Silas sat on the stool beside Caspian's cot. He opened the iron-bound ledger and dipped the bone-quill into the black ink. The boy's breathing was a wet, rattling sound. His eyes were open, but they were filled with the swirling, chaotic geometry of the Lattice.
[RECORDING INITIATED]
The bone spool unspooled of its own accord. The purple thread didn't stay on the page. It reached out, thin and predatory, and touched Caspian's forehead.
Silas gasped. Suddenly, he wasn't in the Scriptorium. He was on a sun-drenched plain, holding a blade of pure light. He felt the exhilaration of a power he didn't earn, a memory of a battle he never fought. It was a fragment of an S-Rank Aspect: The Solar Flare.
Caspian's body convulsed.
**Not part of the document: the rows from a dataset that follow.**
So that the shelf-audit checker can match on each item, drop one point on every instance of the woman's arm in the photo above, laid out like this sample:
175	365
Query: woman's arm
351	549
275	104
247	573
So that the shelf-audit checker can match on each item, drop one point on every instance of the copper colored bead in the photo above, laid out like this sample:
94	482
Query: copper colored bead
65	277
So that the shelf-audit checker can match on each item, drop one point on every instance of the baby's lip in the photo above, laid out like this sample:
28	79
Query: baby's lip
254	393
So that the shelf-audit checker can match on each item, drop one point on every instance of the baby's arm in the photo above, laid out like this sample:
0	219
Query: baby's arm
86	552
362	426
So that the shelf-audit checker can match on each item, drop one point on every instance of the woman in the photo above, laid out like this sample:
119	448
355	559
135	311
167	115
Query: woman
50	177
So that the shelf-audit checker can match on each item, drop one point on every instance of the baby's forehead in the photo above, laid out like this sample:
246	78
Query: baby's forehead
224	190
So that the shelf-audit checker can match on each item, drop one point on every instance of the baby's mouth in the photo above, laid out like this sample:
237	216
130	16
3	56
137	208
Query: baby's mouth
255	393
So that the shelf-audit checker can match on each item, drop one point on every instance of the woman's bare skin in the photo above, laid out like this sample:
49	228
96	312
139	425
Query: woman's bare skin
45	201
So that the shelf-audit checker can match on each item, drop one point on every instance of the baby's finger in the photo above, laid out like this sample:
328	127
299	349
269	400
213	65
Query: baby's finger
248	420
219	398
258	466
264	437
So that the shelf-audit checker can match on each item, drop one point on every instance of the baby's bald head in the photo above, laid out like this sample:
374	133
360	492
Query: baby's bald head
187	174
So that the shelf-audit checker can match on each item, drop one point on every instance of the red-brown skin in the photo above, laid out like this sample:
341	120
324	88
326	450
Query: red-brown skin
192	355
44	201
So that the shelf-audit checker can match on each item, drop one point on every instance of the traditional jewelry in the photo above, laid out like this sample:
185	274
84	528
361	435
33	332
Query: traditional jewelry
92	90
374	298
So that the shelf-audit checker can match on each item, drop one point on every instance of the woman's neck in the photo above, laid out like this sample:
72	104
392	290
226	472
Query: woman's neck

The violet light in his skin began to flow into the purple thread.
[MEMORY HARVESTED: SOLAR STEP (FRAGMENTARY)] [WARNING: YOUR OWN IDENTITY IS DILUTING]
Silas felt the memory of his first day in the Sump, the taste of a stolen piece of fruit, dissolve into ash. He was recording Caspian's death, but he was also becoming the ghost of Caspian's failure.
The boy gave one final, shuddering breath and went still. The red timer above his head hit zero and vanished.
Silas looked down at the ledger. He hadn't written a single word with the quill. Instead, the purple thread had stitched itself directly into the paper, forming a terrifyingly accurate map of the boy's final thoughts.
Is that all you got? Elara's voice came from the dark. Just a fragment?
Silas stood up, his legs shaking. He felt a new heat in his feet, a residual spark of the Solar Step. He had stolen a piece of a dead boy's soul.
I am a Scribe, he repeated, but his voice was hollow.
He looked at his hands. They were stained with black ink and purple light. He had 596 chapters left, and he was already forgetting who he was.